長野県諏訪市にこのほど、観光振興を目指す新たな組織「諏訪市観光産業活性会議」が誕生した。諏訪市、市観光協会、諏訪湖温泉旅館組合、諏訪商工会議所の4団体が参加。2012年までの5カ年をかけて体験プログラムを確立するのが目的。体験プログラムを新たな魅力として打ち出し、滞在型観光を促進、リピーターの確保につなげたい考えだ。
活性会議の会長には山田勝文・諏訪市長が就任。事業を具体的に推進する実行委員会の委員長には、「浜の湯」の松坂雄一副社長が就いた。9月末までに地域全体の構想を示すグランドデザインと、具体策を掲げるアクションプランを策定する。
今年11月には、体験プログラムなどの有効性を検証するため、大分県の別府八湯温泉博覧会(オンパク)の手法を用いた「諏訪版オンパク」を試験的に開催する。諏訪湖周辺の岡谷市、下諏訪町とも連携し、1週間程度の開催期間で15の体験プログラムを展開する予定。

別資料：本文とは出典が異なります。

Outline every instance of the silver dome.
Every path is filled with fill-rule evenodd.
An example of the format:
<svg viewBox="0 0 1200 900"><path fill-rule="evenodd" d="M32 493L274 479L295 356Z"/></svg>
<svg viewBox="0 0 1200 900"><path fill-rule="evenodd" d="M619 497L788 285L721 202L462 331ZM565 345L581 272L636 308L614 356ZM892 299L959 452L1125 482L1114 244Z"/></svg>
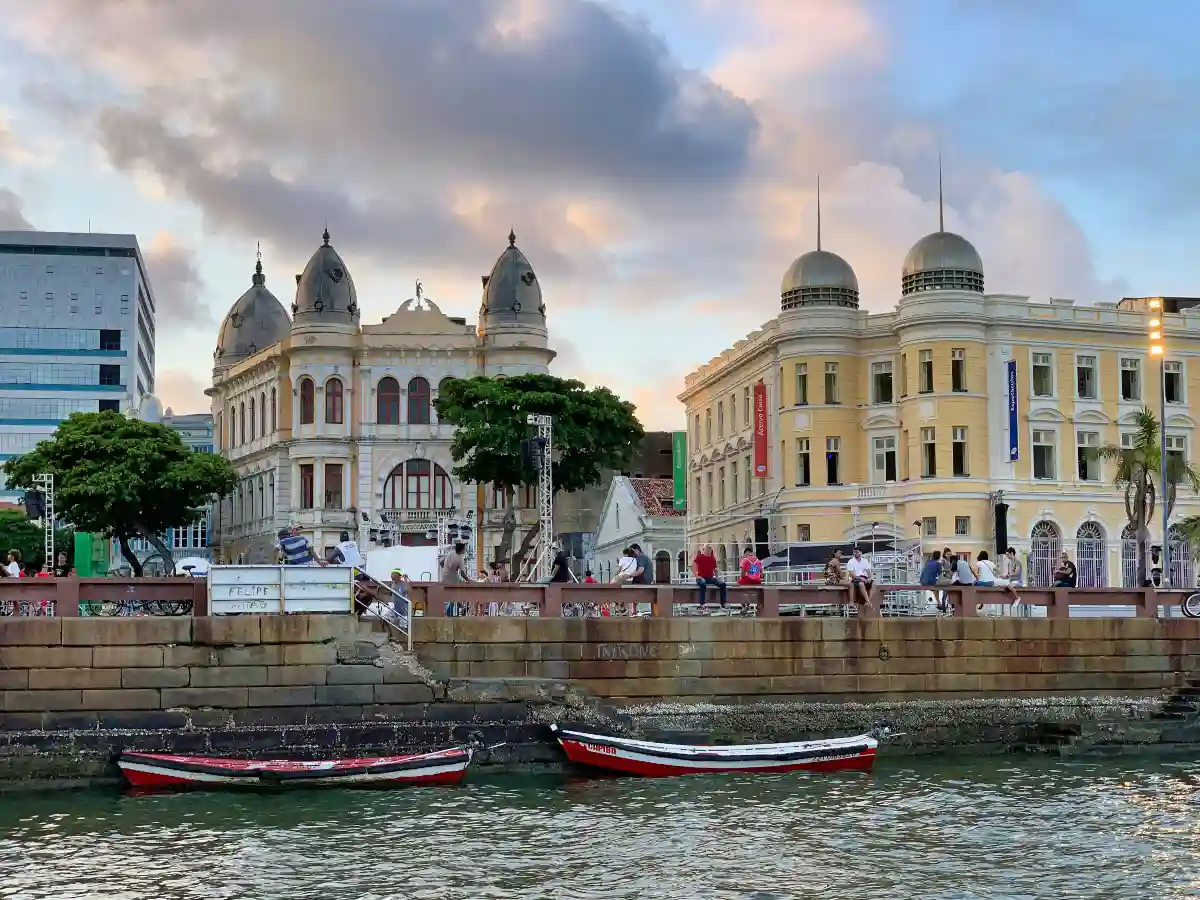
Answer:
<svg viewBox="0 0 1200 900"><path fill-rule="evenodd" d="M329 229L321 235L324 243L312 255L304 272L296 279L296 302L292 316L301 322L325 322L353 325L358 321L358 293L350 270L329 245Z"/></svg>
<svg viewBox="0 0 1200 900"><path fill-rule="evenodd" d="M525 254L517 249L517 236L508 233L508 247L483 277L483 306L479 310L484 327L496 322L545 325L546 304L542 285Z"/></svg>
<svg viewBox="0 0 1200 900"><path fill-rule="evenodd" d="M138 406L137 418L143 422L151 422L155 425L162 424L163 408L162 403L153 394L144 394L142 402Z"/></svg>
<svg viewBox="0 0 1200 900"><path fill-rule="evenodd" d="M283 304L267 290L266 282L259 260L250 290L237 299L221 322L213 353L217 365L232 365L287 337L292 321Z"/></svg>
<svg viewBox="0 0 1200 900"><path fill-rule="evenodd" d="M902 293L971 291L983 293L983 260L961 235L935 231L917 241L904 257Z"/></svg>
<svg viewBox="0 0 1200 900"><path fill-rule="evenodd" d="M858 307L858 277L850 263L828 250L810 250L783 274L779 288L785 310L828 304Z"/></svg>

このほか観光客の囲い込みや旅行会社を通じた情報発信強化のための事業に取り組む。観光客の囲い込みでは、観光客も滞在中は「住民」と考える発想に基づいて「観光住民票」という制度を作って顧客を登録、ウェブサイトなどを介した情報発信に活用する。旅行会社を通じた情報発信では、これまでの画一的な宣伝のあり方を見直し、戦略的な誘客活動を目指す。
諏訪商工会議所の堀内義彦専務理事は「情報発信と受け入れ、両面から取り組みたい。旅行者のニーズが多様化する中で、個人客に向けて、あるいは旅行会社に向けて戦略的な誘客策を立案するのと同時に、時間消費型で宿泊につながる新しい観光プログラムを構築したい」と話している。